Tepat satu tahun menjabat saya lengser, diganti, sesuai dengan tugas sebagai pejabat sementara (Pjs). Kemudian saya diminta fokus untuk mengurus kenaikan jenjang kepangkatan akademik saya. Setelah saya lengser sebagai rektor, saya merasa ada perubahan sikap pak Biakto, sangat baik! Setiap ketemu menyapa dengan ramah, menanyakan kabar, dengan senyuman yang tulus. Juga mendorong saya cepat-cepat mengurus guru besar. Kebetulan persyaratannya belum cukup.
Pernah saya diundang rapat dalam kapasitas sebagai tim penyusun buku keteknososiopreneuran di gedung Granadi. kebetulan, di saat yang sama saya harus mengajar. Saya minta ijin ke Pak Biakto untuk meninggalkan rapat sebentar karena harus komunikasi dengan mahasiswa via Zoom.
Pak Biakto, saya masih ingat, sampai menyediakan ruangan dan memastikan saya bisa berkomunikasi dengan mahasiswa. Pak Biakto sendiri yang membantu mengatur ruangan untuk perkuliahan via Zoom, sampai urusan penerangan, untuk memastikan semuanya ok.
Saya sebenarnya sempat minta ijin tertulis untuk pamit. Ada tawaran dari satu perguruan tinggi besar terakreditasi A, dekat rumah, yang saya anggap sangat menarik dan menantang. Yang terutama adalah lokasinya yang hanya 20 menita-an dai rumah di Tangerang. Mengingat usia saya yang semakin bertambah, tidak muda lagi, maka ini kesempatan baik, plus kesehatan yang harus mulai diperhatikan, toh masih mengabdi di dunia pendidikan juga. Disamping itu, Saya masih dimungkinkan bisa mengajar di universitas Trilogi. Jadi saya ke pak Biakto mengajukan permohonan pensiun dini dari Universitas Trilogi, dengan tembusan ke Rektor, Prof. Mudrajat Kuncoro.
Saya baru mengetahui ada email dari pak Biakto, sebelum wafat. Isinya: “Pak Aam, sayang sekali anda harus minta pensiun dini, Karena U Trilogi masih sangat membutuhkan pengabdian anda. Selain itu, UTrilogi punya gagasan2 yang luas dan dalam untuk mendapatkan guru besar dan pengakuan dunia. Mohon dipertimbangkan”.

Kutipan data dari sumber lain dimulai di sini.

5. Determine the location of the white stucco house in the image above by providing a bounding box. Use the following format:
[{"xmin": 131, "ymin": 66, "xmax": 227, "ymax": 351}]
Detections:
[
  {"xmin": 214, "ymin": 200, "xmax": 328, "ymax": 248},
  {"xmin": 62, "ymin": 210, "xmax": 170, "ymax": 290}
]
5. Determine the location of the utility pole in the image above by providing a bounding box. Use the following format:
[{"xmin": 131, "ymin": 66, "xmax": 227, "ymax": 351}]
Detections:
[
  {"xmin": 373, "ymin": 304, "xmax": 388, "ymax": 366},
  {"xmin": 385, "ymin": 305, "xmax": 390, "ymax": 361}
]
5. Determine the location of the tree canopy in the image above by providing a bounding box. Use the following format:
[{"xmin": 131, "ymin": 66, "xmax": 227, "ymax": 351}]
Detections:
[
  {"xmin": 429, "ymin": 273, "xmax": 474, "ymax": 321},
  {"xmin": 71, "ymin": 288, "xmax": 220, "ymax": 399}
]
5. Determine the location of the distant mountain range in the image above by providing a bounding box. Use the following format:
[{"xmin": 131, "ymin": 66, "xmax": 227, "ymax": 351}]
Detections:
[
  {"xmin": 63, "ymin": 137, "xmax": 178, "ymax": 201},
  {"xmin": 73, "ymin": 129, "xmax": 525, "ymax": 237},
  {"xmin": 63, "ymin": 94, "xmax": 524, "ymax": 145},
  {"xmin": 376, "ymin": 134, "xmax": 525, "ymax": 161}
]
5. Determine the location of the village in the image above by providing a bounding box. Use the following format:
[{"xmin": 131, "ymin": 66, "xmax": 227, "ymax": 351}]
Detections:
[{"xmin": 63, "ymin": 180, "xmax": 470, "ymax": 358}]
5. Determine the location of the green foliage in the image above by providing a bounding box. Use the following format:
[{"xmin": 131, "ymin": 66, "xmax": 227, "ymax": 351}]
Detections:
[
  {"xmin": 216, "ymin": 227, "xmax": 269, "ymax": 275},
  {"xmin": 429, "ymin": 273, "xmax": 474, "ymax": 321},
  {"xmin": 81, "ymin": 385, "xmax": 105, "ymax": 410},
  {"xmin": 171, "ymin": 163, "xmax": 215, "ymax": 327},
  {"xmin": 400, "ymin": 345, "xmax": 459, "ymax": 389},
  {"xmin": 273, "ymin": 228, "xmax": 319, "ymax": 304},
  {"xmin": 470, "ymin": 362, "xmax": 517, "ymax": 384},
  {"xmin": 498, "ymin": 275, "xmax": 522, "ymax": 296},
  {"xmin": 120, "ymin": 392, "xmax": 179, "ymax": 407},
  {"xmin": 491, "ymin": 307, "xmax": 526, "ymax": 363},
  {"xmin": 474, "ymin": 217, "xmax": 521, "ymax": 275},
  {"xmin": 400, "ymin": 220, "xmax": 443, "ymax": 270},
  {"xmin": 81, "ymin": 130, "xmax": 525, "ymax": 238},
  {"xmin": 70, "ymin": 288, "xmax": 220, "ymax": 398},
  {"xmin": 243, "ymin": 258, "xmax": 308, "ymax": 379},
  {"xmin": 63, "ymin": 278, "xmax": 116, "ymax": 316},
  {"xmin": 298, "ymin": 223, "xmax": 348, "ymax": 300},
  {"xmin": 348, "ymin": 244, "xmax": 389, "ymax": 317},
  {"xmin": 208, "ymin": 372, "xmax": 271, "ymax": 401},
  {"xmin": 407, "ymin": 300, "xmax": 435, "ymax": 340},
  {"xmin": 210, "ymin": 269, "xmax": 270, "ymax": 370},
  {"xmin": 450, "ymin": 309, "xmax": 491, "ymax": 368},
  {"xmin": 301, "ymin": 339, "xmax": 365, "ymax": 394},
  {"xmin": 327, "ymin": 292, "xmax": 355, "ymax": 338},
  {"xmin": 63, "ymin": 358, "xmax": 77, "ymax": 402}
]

Surat yang bernada lembut dan rendah hati, jauh dari kesan keseharian pak Biakto, yang sebagian orang menganggapnya keras dalam memimpin. Saya tulis ulang sesuai aslinya.
Oleh karena itu saya harus meminta maaf pada universitas besar dekat rumah saya, karena saya perlu meninju ulang rencana pemindahan “home base” saya.
Pak Biakto meninggakan “legacy” yang perlu dirawat dan dikembangkan - Universitas Trilogi.
Kini estafet kepemimpinan Yayasan (YPPIJ) yang menaungi Universitas Trilogi beralih ke seorang tokoh muda, Prof. Arissetyanto Nugroho untuk menjadi lokomotif pengarah dalam mewujudkan Universitas Trilogi yang semakin kuat.
(Aam Bastaman, mantan Pjs. Rektor Universitas Trilogi).
Photo: Bersama alm. Pak Biakto dan Bu Utari Nur Permadi, usai peresmian transformasi STEKPI menjadi Universitas Trilogi.